Method 2: String Concatenation
Let’s try the method raised in the question of the following article.
https://stackoverflow.com/questions/70545830/aggregation-that-returns-the-users-name-and-id
I prepared an fc-agential field and inserted a value that concatenates id, ja, and en values using $$$ as a delimiter.
DELETE test
PUT test
{
"mappings": {
"properties": {
"agential": {
"properties": {
"id": {
"type": "keyword"
},
"ja": {
"type": "keyword"
},
"en": {
"type": "keyword"
}
}
},
"fc-agential": {
"type": "keyword"
}
}
}
}
PUT test/_doc/1
{
"agential": [
{
"ja": "葛飾北斎",
"en": "Katsushika, Hokusai",
"id": "chname:葛飾北斎"
}
],
"fc-agential": [
"chname:葛飾北斎$$$葛飾北斎$$$Katsushika, Hokusai"
]
}
GET test/_search
{
"query": {
"bool": {
"filter": [
{
"term": {
"agential.id": "chname:葛飾北斎"
}
}
]
}
},
"_source": [
"agential"
],
"aggs": {
"agential": {
"terms": {
"field": "fc-agential"
}
}
}
}
In this case, the following result is returned.
{
"took" : 964,
"timed_out" : false,
"_shards" : {
"total" : 5,
"successful" : 5,
"skipped" : 0,
"failed" : 0
},
"hits" : {
"total" : {
"value" : 1,
"relation" : "eq"
},
"max_score" : 0.0,
"hits" : [
{
"_index" : "test",
"_type" : "_doc",
"_id" : "1",
"_score" : 0.0,
"_source" : {
"agential" : [
{
"ja" : "葛飾北斎",
"en" : "Katsushika, Hokusai",
"id" : "chname:葛飾北斎"
}
]
}
}
]
},
"aggregations" : {
"agential" : {
"doc_count_error_upper_bound" : 0,
"sum_other_doc_count" : 0,
"buckets" : [
{
"key" : "chname:葛飾北斎$$$葛飾北斎$$$Katsushika, Hokusai",
"doc_count" : 1
}
]
}
}
}
Since nested is not used, the query and results are simpler, but the data needs to be modified after retrieval.
Method 3: A Nested Top-Hits Aggregation?
Let’s try the method raised as an answer in the following article.

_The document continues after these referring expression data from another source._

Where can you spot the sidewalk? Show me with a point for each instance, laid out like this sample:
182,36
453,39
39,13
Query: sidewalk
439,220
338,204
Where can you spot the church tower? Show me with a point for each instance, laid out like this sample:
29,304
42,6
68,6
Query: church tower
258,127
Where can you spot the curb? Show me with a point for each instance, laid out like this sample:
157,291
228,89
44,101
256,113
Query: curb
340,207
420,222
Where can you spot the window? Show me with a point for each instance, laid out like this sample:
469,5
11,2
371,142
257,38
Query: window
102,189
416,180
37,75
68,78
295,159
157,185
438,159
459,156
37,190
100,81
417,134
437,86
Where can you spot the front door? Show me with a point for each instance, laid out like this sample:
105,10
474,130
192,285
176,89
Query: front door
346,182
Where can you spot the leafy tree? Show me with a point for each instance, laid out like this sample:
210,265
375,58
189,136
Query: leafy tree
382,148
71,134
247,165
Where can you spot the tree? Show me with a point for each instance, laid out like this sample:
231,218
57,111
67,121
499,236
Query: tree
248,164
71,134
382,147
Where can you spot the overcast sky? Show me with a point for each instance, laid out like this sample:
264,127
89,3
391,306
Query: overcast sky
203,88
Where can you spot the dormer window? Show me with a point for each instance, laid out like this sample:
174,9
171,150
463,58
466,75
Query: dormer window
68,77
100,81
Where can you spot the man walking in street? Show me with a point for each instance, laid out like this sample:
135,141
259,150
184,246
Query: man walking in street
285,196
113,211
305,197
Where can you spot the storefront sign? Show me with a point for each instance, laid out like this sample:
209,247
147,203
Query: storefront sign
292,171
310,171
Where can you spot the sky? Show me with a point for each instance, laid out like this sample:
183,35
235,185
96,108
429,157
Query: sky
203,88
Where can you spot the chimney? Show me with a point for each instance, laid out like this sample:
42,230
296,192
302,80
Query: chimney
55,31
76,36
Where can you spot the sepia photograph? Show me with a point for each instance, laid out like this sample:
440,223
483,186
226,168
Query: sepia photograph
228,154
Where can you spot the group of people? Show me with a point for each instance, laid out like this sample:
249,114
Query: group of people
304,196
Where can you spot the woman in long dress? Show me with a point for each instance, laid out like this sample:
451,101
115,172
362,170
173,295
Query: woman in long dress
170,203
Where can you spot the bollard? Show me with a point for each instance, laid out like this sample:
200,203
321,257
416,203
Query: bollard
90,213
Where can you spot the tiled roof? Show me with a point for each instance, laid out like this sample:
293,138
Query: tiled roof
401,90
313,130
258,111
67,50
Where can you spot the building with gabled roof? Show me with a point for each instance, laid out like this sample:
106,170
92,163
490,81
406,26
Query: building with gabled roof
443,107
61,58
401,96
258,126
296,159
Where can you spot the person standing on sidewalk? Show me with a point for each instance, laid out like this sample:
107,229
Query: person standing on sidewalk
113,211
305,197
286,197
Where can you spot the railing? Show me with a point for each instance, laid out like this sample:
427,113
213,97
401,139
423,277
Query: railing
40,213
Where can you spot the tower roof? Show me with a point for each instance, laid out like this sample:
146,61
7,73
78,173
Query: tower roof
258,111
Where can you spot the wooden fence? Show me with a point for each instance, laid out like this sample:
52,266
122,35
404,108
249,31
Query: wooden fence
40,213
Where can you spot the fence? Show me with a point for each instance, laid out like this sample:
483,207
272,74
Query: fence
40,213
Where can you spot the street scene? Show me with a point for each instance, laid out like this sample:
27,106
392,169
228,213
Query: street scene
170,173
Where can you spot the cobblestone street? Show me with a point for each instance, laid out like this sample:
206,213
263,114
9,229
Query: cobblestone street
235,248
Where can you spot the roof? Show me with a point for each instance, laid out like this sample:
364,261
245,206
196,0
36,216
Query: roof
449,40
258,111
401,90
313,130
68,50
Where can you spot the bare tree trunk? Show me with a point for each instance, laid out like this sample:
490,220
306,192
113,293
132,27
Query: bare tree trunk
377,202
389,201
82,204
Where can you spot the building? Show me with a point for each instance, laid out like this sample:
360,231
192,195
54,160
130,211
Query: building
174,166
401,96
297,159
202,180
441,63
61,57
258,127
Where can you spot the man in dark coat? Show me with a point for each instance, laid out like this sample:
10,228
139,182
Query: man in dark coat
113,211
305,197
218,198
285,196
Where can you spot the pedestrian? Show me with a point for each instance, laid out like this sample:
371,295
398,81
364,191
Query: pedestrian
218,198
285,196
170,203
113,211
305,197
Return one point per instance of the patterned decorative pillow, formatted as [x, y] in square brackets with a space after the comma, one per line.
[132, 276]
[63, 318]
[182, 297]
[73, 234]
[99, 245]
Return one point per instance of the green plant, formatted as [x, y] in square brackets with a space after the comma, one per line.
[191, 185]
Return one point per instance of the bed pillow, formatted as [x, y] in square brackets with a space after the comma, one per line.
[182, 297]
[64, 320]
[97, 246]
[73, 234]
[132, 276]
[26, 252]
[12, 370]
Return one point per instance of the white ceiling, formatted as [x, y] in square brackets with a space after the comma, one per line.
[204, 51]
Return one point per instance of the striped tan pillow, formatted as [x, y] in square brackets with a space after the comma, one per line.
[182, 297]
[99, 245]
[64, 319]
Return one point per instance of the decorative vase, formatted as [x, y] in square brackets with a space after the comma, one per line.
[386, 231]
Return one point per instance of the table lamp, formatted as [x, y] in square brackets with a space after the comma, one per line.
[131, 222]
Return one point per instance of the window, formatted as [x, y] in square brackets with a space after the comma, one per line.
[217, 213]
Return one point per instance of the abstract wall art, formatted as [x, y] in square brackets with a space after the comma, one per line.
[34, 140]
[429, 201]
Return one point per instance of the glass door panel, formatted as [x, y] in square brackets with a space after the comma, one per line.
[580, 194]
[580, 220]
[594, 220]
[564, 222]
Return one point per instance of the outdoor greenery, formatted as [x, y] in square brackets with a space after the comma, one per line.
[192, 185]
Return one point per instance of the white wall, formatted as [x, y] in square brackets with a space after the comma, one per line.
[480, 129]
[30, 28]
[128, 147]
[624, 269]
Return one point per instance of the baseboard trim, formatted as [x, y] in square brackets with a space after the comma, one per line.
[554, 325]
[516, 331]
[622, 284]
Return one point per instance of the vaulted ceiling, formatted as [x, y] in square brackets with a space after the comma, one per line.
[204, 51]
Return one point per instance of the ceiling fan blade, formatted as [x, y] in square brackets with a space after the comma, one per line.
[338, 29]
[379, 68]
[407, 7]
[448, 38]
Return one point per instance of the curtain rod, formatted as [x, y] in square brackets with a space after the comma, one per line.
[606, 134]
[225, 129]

https://stackoverflow.com/questions/70545830/aggregation-that-returns-the-users-name-and-id
DELETE test
PUT test
{
"mappings": {
"properties": {
"agential": {
"properties": {
"id": {
"type": "keyword"
},
"ja": {
"type": "keyword"
},
"en": {
"type": "keyword"
}
}
}
}
}
}
PUT test/_doc/1
{
"agential": [
{
"ja": "葛飾北斎",
"en": "Katsushika, Hokusai",
"id": "chname:葛飾北斎"
}
]
}
GET test/_search
{
"query": {
"bool": {
"filter": [
{
"term": {
"agential.id": "chname:葛飾北斎"
}
}
]
}
},
"_source": [
"agential"
],
"aggs": {
"agential": {
"terms": {
"field": "agential.ja"
},
"aggs": {
"doc": {
"top_hits": {
"size": 1
}
}
}
}
}
}
In this case, the following result is returned.
{
"took" : 7,
"timed_out" : false,
"_shards" : {
"total" : 5,
"successful" : 5,
"skipped" : 0,
"failed" : 0
},
"hits" : {
"total" : {
"value" : 1,
"relation" : "eq"
},
"max_score" : 0.0,
"hits" : [
{
"_index" : "test",
"_type" : "_doc",
"_id" : "1",
"_score" : 0.0,
"_source" : {
"agential" : [
{
"ja" : "葛飾北斎",
"en" : "Katsushika, Hokusai",
"id" : "chname:葛飾北斎"
}
]
}
}
]
},
"aggregations" : {
"agential" : {
"doc_count_error_upper_bound" : 0,
"sum_other_doc_count" : 0,
"buckets" : [
{
"key" : "葛飾北斎",
"doc_count" : 1,
"doc" : {
"hits" : {
"total" : {
"value" : 1,
"relation" : "eq"
},
"max_score" : 0.0,
"hits" : [
{
"_index" : "test",
"_type" : "_doc",
"_id" : "1",
"_score" : 0.0,
"_source" : {
"agential" : [
{
"ja" : "葛飾北斎",
"en" : "Katsushika, Hokusai",
"id" : "chname:葛飾北斎"
}
]
}
}
]
}
}
}
]
}
}
}
Since aggregations.agential includes an example result, you can extract the relationship between id and ja from there. Compared to Method 2, the advantage is that there is no need to prepare a field like fc-agential, but this result also seems redundant.
Summary
I summarized the investigation results on aggregations with different keys and values (labels and IDs) in Elasticsearch. I hope this serves as a helpful reference.
Also, I believe there may be better methods beyond the three presented above. If anyone knows of any, I would appreciate it if you could share them.